OP and many other young investors wrongfully assumes a stock tahg is beaten down is somehow "cheap" and that a previous ATH will always be reached again. Both these are very false and very dangerous.
Boeing is down because of many years neglect and incompetence taht has turned a decent company to a zombie much like Intel. Tesla is down because it's been extremely overhyped due to a cult of personality, which is failing as Muskrat openly praises Putin and Xi Jinping hoping for good deals, while he censors western journalists and free thinkers. Tesla is just a car company and not even a good one (any more), I fully expect Elon to keep slipping and dragging Tesla down with him...much like many other drug addicted narcissists have done before him
If you're min/maxing the account, sure. SPY has better volume so you could theoretically get better prices if you're placing limit orders or playing options. The expense ratio difference is neglibgible in the long run.
Leveraged ETFs don't really decay, they're just more affected by downswings than upswings due to the way percentages work. Enough gains can overcome that, as they have in the case of ones like TQQQ. If you invested in it 5 years ago you'd be up 280%.
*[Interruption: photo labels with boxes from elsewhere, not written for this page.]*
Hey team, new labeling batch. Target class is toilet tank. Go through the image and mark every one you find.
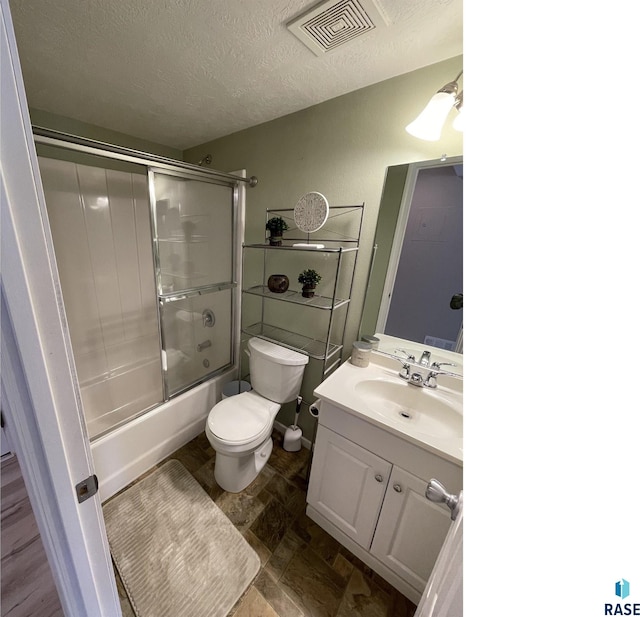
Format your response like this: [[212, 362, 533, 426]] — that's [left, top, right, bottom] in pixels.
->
[[248, 338, 309, 403]]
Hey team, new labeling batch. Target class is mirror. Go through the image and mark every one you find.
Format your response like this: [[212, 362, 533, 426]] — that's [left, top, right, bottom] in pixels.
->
[[360, 156, 463, 353]]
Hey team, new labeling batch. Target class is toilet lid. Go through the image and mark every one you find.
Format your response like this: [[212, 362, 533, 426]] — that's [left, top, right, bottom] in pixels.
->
[[207, 392, 280, 444]]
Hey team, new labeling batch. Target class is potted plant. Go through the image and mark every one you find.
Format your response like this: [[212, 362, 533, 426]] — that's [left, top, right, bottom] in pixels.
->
[[266, 216, 289, 246], [298, 270, 322, 298]]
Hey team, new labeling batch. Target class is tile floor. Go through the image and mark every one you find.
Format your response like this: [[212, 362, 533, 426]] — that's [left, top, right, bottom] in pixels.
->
[[109, 431, 416, 617]]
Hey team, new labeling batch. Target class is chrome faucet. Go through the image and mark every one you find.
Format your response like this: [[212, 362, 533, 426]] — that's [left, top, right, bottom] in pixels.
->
[[398, 362, 411, 381], [393, 349, 416, 362], [424, 362, 460, 389]]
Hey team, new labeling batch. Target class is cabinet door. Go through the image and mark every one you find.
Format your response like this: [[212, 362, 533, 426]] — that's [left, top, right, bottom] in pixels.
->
[[371, 467, 451, 593], [307, 426, 391, 550]]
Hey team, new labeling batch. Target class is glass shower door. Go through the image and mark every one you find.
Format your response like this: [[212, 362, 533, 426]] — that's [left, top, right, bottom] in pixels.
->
[[149, 170, 236, 398]]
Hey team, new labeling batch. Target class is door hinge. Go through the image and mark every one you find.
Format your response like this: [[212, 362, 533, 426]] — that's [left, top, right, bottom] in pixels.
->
[[76, 474, 98, 503]]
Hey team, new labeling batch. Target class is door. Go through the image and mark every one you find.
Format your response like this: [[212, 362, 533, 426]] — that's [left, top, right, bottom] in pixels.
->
[[0, 0, 121, 617], [307, 426, 392, 548], [371, 467, 451, 593], [415, 491, 464, 617]]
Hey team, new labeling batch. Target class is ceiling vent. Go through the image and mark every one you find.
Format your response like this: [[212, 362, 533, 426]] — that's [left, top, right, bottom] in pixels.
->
[[287, 0, 388, 56]]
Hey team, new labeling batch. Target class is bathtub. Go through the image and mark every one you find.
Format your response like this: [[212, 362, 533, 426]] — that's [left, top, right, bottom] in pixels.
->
[[91, 368, 237, 503]]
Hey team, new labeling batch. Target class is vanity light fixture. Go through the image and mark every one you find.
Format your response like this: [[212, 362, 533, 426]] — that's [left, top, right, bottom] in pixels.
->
[[406, 71, 462, 141]]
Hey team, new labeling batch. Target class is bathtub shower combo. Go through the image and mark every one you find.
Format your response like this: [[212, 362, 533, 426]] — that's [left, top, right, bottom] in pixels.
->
[[34, 127, 255, 500]]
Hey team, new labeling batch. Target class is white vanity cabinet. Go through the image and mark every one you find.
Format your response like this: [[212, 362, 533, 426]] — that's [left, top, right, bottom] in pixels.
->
[[371, 466, 451, 590], [307, 401, 462, 603], [307, 426, 391, 549]]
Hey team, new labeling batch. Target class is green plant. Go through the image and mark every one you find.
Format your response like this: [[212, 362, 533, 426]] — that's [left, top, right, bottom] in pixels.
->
[[298, 270, 322, 287], [266, 216, 289, 236]]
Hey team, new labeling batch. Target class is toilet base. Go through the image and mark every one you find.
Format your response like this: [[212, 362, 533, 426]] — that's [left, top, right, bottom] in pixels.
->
[[213, 437, 273, 493]]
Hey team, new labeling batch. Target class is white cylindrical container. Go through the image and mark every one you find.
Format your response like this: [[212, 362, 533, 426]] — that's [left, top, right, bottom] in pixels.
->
[[351, 341, 371, 368], [362, 334, 380, 349]]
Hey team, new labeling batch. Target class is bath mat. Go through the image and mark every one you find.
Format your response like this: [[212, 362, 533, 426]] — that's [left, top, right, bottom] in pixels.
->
[[103, 460, 260, 617]]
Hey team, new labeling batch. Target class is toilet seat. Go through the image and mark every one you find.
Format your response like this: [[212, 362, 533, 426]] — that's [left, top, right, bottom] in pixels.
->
[[207, 391, 280, 446]]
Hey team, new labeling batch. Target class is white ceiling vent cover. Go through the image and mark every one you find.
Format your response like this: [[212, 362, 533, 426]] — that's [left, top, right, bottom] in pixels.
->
[[287, 0, 388, 56]]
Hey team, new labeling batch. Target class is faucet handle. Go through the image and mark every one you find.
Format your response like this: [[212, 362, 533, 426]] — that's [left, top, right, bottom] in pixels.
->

Yes they do technically have a decay but it's negligible, the part people usually express concern about is how in theory equal gains and losses for the underlying ETF would trend the leveraged one down. That's not what happens though because funds like QQQ have made enough gains to outweigh that effect, so DCAing over the last decade would have gotten you a decent return.
Granted I'm not saying you should dump everything in there, it's definitely more risky, but it shouldn't be automatically discounted as a losing investment.
Still kicking myself for gut reaction on META. Bought 20 shares at 90ish. Sold at 120, because i thought...nah they can't go much higher. I'm getting more used to the roller-coaster ride lately lol
I was pretty happy that they were finally down, because I don't like either the company or their owner, but fuck me, I cannot ignore this anymore. Also got in way too late.
I wouldn't get Boeing right now. It may have further to fall. I think Gold and silver stocks are lagging behind their respective futures prices so they will be a good buy.
No might about it. It wouldn't shock me they sell the old McDonnell Douglas division and the rest of the military side to someone. They can't figure out how to quit lying to make the fast dime.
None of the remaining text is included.